100-Year-Old Holocaust Survivor Recounts Childhood in Nazi Germany

Posted on April 18, 2023

To mark Israel’s Holocaust Remembrance Day, the Adopt-A-Savta organization, an Israeli NGO that pairs elderly Holocaust survivors with young people, invited 100-year-old Holocaust survivor Walter Bingham to address English speakers in the Tel Aviv area at a local synagogue. After a special ceremony in memory of the six million Jews who were murdered in the Holocaust, Bingham, who appeared very lively for his age, told his life story with great passion to the young Tel Aviv residents.

“I was born in Germany many years before Hitler came to power,” Bingham recounted, noting that even though he was born in Germany, he was never granted German citizenship, as both of his parents were Polish Jews. “I was born in 1924, which puts me in my 100th year of life. I was born in Germany when it was a very highly cultured place, the Germany of Beethoven, Bach and Einstein. One can ask themselves: how could such a cultured country sink so low?”

After Kristallnacht, Bingham was one of the children to go on a kinder transport to England: “The British agreed to take 10,000 children over a one-year period till the war broke out. Fortunately, I was one of the ones selected for this transport in 1939. My mother then took me to the train. The parents were heroes. They took their children to the train, knowing that war would break out. I was 15-years-old and street wise at that time. I knew what to behave like under the Nazis. But there were 4-year-old children screaming mommy, mommy, I love you, and mommy was outside.”

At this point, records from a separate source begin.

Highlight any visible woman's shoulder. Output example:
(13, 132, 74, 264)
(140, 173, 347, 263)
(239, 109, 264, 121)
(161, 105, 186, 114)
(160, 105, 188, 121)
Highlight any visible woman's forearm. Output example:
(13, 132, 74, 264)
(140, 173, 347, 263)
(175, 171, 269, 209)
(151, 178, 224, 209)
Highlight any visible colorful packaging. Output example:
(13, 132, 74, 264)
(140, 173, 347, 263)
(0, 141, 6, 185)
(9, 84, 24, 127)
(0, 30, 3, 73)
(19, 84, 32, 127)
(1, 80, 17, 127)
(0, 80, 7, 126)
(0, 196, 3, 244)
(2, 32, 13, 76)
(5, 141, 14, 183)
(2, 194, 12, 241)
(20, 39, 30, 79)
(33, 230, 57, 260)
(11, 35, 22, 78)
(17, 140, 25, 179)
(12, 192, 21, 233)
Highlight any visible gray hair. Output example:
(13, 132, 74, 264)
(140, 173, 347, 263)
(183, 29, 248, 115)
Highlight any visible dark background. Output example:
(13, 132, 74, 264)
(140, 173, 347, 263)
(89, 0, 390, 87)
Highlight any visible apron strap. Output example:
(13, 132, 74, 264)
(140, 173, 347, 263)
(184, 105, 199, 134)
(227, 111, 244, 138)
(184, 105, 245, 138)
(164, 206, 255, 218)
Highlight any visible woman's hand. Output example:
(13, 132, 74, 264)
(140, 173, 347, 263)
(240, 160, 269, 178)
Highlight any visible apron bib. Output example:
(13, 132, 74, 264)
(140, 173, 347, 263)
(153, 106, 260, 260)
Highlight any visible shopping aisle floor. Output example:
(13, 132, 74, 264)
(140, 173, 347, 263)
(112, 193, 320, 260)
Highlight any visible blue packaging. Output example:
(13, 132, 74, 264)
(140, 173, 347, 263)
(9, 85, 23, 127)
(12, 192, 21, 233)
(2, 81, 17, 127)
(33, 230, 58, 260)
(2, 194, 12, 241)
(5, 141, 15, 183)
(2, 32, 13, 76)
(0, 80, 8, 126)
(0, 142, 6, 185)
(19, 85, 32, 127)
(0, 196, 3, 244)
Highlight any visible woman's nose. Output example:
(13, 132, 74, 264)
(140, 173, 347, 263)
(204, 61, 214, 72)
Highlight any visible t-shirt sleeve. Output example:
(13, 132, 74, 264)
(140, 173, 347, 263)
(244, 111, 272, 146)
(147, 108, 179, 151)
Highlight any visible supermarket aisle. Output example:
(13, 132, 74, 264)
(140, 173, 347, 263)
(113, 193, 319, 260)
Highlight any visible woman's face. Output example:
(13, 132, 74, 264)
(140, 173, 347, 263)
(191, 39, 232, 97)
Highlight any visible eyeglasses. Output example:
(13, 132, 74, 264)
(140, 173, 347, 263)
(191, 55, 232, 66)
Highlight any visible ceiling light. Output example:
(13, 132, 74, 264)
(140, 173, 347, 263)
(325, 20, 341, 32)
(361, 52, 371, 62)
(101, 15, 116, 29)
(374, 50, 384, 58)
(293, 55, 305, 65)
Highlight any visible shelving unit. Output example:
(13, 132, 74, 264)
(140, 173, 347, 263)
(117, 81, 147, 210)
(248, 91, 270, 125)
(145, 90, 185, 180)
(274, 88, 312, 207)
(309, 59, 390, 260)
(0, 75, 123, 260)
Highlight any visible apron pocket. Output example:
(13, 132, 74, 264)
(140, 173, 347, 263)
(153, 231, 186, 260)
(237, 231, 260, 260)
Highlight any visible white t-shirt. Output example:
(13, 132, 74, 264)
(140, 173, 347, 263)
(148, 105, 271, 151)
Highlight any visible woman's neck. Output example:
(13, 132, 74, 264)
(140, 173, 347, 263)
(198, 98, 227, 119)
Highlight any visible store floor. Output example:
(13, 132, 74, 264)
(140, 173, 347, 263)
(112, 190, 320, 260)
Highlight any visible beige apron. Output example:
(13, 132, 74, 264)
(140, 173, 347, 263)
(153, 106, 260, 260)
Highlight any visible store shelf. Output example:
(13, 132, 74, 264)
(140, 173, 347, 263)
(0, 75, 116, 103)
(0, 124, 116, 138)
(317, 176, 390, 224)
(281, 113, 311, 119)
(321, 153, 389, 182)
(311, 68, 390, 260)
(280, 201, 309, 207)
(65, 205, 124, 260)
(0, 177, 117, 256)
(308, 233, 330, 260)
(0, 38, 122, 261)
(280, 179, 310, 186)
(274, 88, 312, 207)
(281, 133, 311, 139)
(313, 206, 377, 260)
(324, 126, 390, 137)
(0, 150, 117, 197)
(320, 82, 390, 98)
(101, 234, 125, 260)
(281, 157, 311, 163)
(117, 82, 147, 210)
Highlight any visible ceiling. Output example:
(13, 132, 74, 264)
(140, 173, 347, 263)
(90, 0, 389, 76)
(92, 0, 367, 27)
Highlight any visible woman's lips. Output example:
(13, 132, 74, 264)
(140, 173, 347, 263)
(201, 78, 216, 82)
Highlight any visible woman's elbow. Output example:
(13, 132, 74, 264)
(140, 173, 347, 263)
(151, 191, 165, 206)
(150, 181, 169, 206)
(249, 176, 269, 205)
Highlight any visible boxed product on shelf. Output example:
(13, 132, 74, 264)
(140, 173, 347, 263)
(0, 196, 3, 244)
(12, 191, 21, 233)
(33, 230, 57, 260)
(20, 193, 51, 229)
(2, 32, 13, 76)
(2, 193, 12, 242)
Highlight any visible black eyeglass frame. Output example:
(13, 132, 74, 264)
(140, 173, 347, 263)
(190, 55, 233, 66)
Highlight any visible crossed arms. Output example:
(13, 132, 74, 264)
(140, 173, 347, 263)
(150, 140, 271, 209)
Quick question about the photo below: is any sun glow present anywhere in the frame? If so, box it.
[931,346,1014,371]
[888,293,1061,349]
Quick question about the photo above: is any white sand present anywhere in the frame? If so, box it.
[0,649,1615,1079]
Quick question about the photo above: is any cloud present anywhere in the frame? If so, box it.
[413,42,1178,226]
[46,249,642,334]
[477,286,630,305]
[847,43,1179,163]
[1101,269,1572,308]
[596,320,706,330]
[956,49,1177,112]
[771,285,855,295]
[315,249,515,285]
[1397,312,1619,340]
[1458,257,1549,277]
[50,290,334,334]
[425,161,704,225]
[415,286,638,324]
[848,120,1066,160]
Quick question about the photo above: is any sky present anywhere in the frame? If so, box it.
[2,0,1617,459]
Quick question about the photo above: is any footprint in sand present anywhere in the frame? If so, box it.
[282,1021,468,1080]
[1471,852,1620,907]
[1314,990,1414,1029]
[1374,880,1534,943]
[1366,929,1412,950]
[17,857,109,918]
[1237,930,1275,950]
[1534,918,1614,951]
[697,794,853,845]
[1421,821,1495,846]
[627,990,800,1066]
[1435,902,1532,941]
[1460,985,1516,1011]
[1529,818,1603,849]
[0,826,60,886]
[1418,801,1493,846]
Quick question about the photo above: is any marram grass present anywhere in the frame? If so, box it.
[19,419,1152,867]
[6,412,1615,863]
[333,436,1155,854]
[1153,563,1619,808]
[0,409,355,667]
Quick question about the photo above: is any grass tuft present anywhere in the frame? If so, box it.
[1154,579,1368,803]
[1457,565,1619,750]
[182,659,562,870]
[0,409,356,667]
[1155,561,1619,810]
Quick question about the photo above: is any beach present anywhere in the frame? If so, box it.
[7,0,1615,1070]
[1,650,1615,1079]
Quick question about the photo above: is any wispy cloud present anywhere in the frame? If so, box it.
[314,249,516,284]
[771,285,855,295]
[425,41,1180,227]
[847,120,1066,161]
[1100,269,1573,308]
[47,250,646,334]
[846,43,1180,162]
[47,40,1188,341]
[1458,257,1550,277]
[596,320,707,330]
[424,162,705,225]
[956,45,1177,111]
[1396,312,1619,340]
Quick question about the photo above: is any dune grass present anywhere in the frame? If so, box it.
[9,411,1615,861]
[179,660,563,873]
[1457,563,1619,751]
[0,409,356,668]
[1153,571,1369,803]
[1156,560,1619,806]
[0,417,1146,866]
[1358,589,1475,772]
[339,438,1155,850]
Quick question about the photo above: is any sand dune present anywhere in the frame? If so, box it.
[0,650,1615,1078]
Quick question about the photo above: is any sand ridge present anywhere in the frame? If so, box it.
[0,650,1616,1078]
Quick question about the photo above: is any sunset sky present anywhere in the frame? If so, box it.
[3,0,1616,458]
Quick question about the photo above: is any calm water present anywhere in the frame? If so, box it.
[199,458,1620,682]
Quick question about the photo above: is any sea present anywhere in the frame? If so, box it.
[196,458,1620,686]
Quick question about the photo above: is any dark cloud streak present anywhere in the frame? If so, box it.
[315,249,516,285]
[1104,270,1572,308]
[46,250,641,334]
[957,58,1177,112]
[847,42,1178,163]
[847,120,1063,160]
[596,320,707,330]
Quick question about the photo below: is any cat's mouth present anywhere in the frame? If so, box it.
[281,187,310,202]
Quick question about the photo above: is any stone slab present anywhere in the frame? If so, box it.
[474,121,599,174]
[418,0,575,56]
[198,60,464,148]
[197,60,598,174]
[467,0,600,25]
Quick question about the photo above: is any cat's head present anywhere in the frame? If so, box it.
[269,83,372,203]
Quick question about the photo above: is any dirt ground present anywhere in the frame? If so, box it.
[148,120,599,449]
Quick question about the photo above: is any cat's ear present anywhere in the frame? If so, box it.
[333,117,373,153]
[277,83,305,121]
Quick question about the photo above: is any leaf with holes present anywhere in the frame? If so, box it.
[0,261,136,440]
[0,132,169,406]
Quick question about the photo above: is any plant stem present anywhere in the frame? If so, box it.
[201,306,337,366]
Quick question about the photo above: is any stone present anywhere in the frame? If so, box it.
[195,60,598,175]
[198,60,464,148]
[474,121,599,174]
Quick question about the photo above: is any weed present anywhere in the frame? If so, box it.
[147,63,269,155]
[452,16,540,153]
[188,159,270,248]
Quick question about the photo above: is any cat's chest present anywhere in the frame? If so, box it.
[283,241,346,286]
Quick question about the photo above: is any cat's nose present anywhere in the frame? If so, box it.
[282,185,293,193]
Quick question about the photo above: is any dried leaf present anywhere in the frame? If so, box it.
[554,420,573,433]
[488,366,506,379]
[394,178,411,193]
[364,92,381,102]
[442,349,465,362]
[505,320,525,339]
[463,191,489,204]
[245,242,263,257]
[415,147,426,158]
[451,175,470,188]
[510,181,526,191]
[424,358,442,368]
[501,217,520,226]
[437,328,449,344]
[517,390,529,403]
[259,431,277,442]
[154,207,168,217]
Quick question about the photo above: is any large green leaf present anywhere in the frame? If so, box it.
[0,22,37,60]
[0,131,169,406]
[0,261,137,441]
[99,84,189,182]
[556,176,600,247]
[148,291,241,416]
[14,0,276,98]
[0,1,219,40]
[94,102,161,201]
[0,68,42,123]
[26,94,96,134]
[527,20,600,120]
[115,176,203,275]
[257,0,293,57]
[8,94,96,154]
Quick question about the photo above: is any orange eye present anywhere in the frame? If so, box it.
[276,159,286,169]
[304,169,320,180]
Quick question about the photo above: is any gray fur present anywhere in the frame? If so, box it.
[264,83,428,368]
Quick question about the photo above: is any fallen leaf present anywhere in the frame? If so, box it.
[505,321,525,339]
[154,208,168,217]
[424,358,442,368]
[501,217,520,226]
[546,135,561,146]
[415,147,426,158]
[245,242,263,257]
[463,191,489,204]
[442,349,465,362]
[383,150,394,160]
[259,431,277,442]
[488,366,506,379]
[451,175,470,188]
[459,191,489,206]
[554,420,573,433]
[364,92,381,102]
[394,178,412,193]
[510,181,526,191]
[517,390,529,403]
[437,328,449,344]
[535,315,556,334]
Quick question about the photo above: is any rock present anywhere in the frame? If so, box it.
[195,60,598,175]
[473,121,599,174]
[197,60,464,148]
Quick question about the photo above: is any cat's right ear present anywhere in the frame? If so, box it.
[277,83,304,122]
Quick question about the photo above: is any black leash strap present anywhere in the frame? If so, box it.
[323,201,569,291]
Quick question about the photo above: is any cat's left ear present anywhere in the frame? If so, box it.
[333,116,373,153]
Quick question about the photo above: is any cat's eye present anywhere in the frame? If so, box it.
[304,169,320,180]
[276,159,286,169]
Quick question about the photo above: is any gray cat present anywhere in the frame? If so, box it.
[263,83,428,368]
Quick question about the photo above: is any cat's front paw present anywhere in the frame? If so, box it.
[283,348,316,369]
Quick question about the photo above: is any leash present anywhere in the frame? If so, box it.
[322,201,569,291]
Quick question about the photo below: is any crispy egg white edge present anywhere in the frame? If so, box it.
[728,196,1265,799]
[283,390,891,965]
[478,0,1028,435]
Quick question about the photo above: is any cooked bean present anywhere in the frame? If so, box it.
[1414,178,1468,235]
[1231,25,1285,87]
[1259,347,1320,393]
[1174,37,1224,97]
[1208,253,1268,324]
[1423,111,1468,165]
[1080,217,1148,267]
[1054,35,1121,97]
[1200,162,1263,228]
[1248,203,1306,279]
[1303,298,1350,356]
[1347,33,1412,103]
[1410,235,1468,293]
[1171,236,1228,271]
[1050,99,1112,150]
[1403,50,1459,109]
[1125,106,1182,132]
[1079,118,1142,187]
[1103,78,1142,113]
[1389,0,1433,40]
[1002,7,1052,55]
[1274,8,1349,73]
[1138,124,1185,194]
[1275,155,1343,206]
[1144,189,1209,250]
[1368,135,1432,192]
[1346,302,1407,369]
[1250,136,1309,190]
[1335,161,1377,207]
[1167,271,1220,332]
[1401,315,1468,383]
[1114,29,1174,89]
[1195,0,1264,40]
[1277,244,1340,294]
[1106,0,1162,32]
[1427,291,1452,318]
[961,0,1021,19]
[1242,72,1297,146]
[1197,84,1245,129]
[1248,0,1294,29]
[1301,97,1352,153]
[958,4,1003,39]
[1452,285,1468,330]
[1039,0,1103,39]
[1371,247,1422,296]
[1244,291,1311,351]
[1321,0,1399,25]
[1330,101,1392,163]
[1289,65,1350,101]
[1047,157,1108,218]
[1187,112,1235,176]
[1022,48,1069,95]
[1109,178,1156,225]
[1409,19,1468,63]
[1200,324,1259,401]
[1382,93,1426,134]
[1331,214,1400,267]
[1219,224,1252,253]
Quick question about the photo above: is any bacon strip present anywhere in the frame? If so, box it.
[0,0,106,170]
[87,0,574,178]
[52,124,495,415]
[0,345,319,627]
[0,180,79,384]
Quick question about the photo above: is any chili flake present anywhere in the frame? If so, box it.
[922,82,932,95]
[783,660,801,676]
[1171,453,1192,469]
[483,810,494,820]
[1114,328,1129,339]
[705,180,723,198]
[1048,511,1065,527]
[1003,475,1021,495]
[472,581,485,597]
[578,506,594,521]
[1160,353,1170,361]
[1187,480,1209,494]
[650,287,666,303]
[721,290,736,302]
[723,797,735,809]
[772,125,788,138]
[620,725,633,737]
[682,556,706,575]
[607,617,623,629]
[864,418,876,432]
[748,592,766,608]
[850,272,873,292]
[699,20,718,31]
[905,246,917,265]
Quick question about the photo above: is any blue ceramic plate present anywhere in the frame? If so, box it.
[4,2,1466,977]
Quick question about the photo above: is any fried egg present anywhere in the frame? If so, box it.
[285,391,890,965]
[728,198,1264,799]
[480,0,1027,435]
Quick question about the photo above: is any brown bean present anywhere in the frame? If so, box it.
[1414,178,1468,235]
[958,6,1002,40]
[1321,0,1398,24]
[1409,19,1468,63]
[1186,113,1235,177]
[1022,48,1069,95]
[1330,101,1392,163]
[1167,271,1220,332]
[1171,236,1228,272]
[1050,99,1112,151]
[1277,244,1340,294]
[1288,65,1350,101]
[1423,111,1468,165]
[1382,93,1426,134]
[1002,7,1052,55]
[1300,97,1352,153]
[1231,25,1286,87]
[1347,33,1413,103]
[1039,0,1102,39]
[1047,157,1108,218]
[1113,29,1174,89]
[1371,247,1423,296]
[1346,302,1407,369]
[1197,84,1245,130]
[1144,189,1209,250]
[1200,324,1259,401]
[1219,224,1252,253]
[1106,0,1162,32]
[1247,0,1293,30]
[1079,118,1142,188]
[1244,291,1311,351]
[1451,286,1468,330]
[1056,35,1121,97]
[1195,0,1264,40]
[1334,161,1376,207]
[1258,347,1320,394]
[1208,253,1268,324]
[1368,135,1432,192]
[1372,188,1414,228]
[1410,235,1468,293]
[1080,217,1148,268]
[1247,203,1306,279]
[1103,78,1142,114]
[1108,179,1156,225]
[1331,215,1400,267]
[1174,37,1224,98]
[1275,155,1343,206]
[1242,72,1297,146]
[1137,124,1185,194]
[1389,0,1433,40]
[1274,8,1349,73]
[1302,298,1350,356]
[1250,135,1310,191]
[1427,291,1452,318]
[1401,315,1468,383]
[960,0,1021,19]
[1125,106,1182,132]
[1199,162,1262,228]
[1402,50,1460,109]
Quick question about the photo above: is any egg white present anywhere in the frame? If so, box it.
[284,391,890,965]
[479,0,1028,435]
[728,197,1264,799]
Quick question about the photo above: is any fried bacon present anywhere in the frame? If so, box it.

According to him, “I was 15-year-olds old and knew why I was going. But those little children did not. One of the things I could not forgive the British for was unaccompanied children. No parents were allowed to go. So, some children went to hostels, some went to foster parents and some went to a family. You did not know where you were going. Now, I belonged to a religious Zionist youth movement, so I went to a kibbutz in Wales. But some children waited for non-Jews to select them to take home.”

“I was there for a few years,” Bingham said. “After that, I left and went to London to find my own way. At that point, I was drafted into the Polish Army in Exile, organized by the government in exile. I was surprised. I went there and said, ‘I cannot go into your army. I have never been to Poland. I don’t speak Polish and know nothing about Poland.’ So, they released me and I went into the British Army.”

Bingham served for four years in the British Army. He drove an ambulance during the invasion of Normandy, and later on served as a counter-intelligence officer and got to examine Nazi documents in addition to speaking to Nazi war criminals before they were executed in the Nuremberg trials. After the war, he was able to reconnect with his mother, who managed to survive the war thanks to the Swedish rescuing her from certain death. His father perished in the Warsaw Ghetto.